How long did it take your rational mind to talk you down from that 3 step ladder?
How long do you think it takes me to talk myself down from that emotional ledge?
I am not saying that every time I am triggered I end up on in that place—sometimes = it is more of a three step ladder. And other times it is the third floor. Today it was Mount Everest. So, yeah, I broke down in sobbing cries in the middle of afternoon lattes. I was already planning my escape. I was ready to run away. Go to another place where I imagined I would not be triggered anymore. The problem being that my head would move to this other place with me, and thus my ledge.”
PTSD Triggers and Emotional Flashbacks
One of the concepts that really helped me understand PTSD, and how it affected me personally, was the idea of flashbacks.
I knew that flashbacks were part of PTSD. Although memories sometimes snuck up on me, I did not relate to these as being flashbacks.
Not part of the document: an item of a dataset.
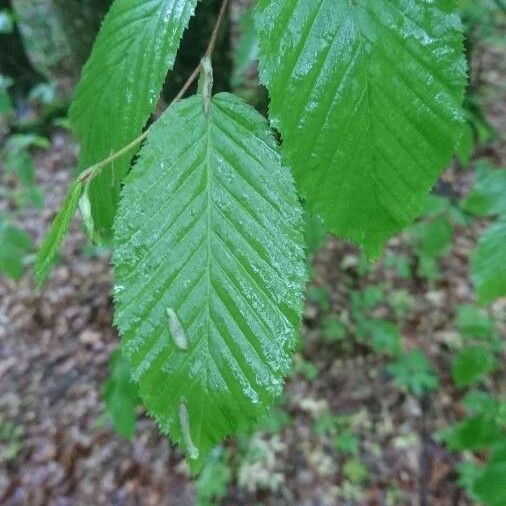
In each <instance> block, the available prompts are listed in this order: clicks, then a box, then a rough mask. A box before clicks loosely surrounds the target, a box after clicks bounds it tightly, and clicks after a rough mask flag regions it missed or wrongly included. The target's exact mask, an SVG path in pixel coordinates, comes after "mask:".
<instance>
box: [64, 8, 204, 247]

At least not in the way that pop culture portrays PTSD flashbacks (usually for veterans) in mainstream media—completely detached from reality and experiencing their memories as if they are happening in the present. I don’t ever feel like that. I have never felt detached from reality to the extent that my senses are feeding me incorrect information. At least not my physical senses. My emotional senses? That is a different story.
For me, and many survivors of abuse, the flashbacks are emotional. Suddenly we have a strong emotional response, and it is not seemingly related to anything that is happening around us in the present. Triggers and flashbacks can be many and varied. Many of my triggers are smells or images. But they can also be far less tangible things like stress or experiencing irregularities in my daily routine. When I was moving house a few years ago, I was feeling extremely anxious when one of my survivor sisters reassured me: “Yes, you are off balance because things are changing. And it feels like when we were kids and our parents kept us off balance. But you can’t take a step without changing your balance. We just have a fear of it because we were subjected to our balance being unnecessarily messed up” (read the entire article here).
When we experience certain stimuli that remind us of our abuser, these things trigger emotional responses that are connected to the past abuse rather than our present situation.
Life With PTSD
When you are experiencing PTSD, you typically try to avoid being triggered. In fact, avoiding reminders of the trauma is a defining feature of the disorder. After I was run over by a truck, I tried to avoid getting anywhere near them in traffic for quite a long time. Pretty much until I got my license in fact (trucks are easier to avoid by bicycle than car, trust me). The trouble with triggers of long-term emotional trauma is that they are harder, if not impossible, to avoid. While the target of abuse, you will have lived many weeks, months, and often years under the traumatising influence of a bully. So much will have happened in that time—many things that may remind you the abuse. E.g. never going to the supermarket because certain products remind you of your abuser. Or never moving house because it creates panic. Wanting to avoid triggers altogether is understandable, but not always realistic.
Recognizing your triggers will help you deal with the flashbacks they bring up. It will allow you to start learning, and using, coping skills to regain control and feel better more quickly. Don’t write yourself off as broken, insane, or beyond saving. With time, care, and help you can improve your mental health by feeling, gradually, more in control of your own mind again.
* If you suspect you may be suffering from PTSD or C-PTSD, you will want to talk to your general practitioner or therapist. In some cases medication can help you better manage, and you can learn good coping skills too.